Dans les différentes cours de récréations parcourues, de
l’école primaire au collège (au lycée, nous
dribblions les filles en jupe, j’affichais mon manque de technique, moi qui fut
toujours affecté aux tâches défensives), il fallait confectionner un
gros ballon avec une énorme boulette de papier que couvrions d’une bonne
épaisseur de scotch (durée de vie : dix
minutes avant de recoller le tout).
Il y avait des balles de tennis, de vrais et rares ballons en
cuir d’ours en peluche.
Pendant les cours les plus longs (comprendre
pénibles), je me rappelle de nombreuses parties avec la petite bille des
cartouches à encre. Il suffisait d’ouvrir la cartouche vide, essuyer la bille
et prendre nos crayons comme jambes. Au bout de chaque table, nous faisions
deux buts avec des gommes ou nos bidons de typex et la partie commençait. Les
professeurs devaient s’interroger sur les gesticulations brusques de ces élèves
de fond de classe et sur leurs nombreuses plongées sous les bureaux pour
récupérer les billes.
A l’âge de se réunir les samedis et dimanches matin entre presque grands avec la panoplie du footballeur de week-end, il n’y avait plus que le plaisir de se raconter la semaine passée, refaire les matchs de championnat, et taper dans la balle plus fort et plus précisément que ces potes de dix ans d’avant devenus aujourd’hui ces potes de vingt-cinq ans d’avant. Toujours les mêmes matchs, les mêmes quolibets, mais le jeu simple originel. Ça n’empêchait pas la compétition, bien au contraire. Je savais celui qui tentait le petit pont en repiquant de l’aile vers l’intérieur, je savais celui qui crochetait à droite plus facilement qu’à gauche, je savais celui qui jouait des épaules, ils savaient que je n’hésitais jamais à me racler les cuisses quel que soit l’état du terrain, juste pour faire comprendre que le ballon ne passerait pas.
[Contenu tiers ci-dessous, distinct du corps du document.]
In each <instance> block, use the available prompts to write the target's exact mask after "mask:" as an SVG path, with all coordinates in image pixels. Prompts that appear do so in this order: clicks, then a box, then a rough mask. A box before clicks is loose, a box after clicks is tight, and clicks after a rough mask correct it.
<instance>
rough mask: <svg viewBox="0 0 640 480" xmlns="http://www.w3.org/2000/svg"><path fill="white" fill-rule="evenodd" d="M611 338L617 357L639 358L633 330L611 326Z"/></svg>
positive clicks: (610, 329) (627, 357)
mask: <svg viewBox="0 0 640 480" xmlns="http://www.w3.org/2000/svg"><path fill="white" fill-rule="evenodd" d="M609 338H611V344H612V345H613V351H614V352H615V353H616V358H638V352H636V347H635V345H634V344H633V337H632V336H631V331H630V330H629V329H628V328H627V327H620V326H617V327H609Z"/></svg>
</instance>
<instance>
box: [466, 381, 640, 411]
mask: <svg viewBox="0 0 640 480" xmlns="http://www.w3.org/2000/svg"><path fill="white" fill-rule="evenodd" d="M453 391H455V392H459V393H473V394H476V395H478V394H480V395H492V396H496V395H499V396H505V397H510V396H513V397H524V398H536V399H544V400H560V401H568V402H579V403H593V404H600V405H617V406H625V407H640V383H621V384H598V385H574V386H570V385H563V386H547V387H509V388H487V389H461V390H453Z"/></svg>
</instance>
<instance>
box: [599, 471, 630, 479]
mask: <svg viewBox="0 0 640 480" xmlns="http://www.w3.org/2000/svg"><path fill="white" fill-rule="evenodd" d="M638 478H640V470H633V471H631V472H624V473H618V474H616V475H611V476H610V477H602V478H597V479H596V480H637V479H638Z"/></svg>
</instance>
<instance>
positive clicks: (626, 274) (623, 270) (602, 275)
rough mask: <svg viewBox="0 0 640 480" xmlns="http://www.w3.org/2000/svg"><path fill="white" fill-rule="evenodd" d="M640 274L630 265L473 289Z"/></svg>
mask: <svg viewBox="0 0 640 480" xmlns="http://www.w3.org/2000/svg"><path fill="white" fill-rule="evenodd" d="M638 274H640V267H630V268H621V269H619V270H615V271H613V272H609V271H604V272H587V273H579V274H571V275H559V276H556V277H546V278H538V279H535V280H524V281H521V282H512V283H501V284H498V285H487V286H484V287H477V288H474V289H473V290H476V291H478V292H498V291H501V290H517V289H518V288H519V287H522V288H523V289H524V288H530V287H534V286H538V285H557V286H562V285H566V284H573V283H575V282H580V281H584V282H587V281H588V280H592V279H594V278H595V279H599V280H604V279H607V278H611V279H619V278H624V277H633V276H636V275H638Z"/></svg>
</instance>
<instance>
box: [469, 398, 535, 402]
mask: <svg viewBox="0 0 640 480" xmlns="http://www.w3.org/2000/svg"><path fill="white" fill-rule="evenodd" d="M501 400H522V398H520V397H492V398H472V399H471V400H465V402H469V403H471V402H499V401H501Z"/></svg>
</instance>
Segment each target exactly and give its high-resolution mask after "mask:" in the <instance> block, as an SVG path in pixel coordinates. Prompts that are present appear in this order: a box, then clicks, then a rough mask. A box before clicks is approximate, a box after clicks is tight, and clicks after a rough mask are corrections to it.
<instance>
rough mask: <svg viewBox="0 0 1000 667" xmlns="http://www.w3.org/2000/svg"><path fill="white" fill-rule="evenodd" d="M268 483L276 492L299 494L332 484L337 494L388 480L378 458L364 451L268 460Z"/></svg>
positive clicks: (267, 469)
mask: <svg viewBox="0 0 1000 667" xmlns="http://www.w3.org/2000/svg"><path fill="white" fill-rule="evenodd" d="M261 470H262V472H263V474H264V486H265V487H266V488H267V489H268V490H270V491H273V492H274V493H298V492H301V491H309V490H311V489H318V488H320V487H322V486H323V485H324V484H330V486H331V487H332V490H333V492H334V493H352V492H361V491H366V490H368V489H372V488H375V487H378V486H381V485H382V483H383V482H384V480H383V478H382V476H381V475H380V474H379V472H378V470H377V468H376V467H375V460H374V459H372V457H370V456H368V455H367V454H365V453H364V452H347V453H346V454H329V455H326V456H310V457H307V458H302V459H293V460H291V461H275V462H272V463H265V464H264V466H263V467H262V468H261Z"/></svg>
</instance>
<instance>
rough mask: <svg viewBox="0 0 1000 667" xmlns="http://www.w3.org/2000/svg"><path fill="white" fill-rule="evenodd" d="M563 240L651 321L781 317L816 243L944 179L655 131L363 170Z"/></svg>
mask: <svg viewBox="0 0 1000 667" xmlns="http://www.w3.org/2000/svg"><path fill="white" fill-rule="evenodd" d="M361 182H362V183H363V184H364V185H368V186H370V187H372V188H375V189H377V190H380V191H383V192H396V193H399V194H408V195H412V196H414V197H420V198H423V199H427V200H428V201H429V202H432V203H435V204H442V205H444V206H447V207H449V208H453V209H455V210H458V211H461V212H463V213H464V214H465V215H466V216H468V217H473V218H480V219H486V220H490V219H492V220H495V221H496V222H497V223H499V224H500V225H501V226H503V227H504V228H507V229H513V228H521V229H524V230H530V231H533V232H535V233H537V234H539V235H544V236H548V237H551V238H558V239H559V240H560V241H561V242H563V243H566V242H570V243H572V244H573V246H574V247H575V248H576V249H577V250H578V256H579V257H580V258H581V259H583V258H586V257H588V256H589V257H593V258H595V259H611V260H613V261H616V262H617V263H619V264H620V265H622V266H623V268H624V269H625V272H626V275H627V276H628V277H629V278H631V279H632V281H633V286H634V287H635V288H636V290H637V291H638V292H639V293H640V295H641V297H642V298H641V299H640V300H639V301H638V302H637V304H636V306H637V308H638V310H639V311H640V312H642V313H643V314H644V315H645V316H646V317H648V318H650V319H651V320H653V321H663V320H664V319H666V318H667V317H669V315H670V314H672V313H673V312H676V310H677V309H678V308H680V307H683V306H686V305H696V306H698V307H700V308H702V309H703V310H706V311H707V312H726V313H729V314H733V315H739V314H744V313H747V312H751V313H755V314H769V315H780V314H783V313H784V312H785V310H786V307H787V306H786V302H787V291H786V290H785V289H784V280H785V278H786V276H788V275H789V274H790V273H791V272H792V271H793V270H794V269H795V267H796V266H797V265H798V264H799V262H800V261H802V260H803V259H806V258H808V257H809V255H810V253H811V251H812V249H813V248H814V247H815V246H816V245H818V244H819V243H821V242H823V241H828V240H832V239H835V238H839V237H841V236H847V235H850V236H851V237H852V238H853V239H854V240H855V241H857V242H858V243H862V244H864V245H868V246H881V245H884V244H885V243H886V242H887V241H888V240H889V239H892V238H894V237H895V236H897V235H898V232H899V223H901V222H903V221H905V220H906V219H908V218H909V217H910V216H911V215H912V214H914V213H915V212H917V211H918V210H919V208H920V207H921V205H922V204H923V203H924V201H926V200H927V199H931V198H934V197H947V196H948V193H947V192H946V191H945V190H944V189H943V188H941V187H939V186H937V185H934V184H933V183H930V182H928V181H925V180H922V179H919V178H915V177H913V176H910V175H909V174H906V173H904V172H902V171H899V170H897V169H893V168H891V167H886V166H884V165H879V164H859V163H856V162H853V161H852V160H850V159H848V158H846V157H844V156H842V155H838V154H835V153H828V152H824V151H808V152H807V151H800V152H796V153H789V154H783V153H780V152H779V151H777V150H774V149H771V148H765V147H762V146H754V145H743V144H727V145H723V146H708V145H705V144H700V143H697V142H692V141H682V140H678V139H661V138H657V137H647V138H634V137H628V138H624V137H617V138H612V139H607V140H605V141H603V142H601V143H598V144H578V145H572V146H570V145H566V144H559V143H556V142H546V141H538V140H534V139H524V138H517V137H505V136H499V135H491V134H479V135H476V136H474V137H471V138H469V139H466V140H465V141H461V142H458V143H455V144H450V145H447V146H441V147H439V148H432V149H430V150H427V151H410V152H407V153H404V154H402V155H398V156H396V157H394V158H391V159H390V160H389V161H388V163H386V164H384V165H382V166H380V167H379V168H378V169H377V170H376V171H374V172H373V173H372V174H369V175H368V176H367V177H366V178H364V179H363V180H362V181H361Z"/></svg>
Et nous savons tous aujourd’hui que, bien que plus lents, nos
esprits jouent comme il y a vingt ans.
L’équipe de France s’accroche à sa tactique défensive et à ses
contres teintés de technique zidanienne, elle n’a pas le plus beau football de
ce Mondial mais elle a le plus beau destin entre les pieds.
Sous couverts de son n°10 immortel, il s’agit du plus beau
scénario imaginable, cinématographique dirait-on, depuis peut-être Pelé, le
roi.
J’aime désormais à me conforter dans l’idée que la France n’est plus ce pays
du 20ème siècle qui savait perdre avec panache mais cette autre nation
sportive qui gagne avec une classe inimitable ou qui gagne tout court comme
savent le faire Brésil, l’Allemagne, l’Argentine, l’Italie…
Zidane a son portrait du 21ème siècle, la France pourrait aussi avoir
une image redorée.
Le sport, c’est si peu et tant aussi.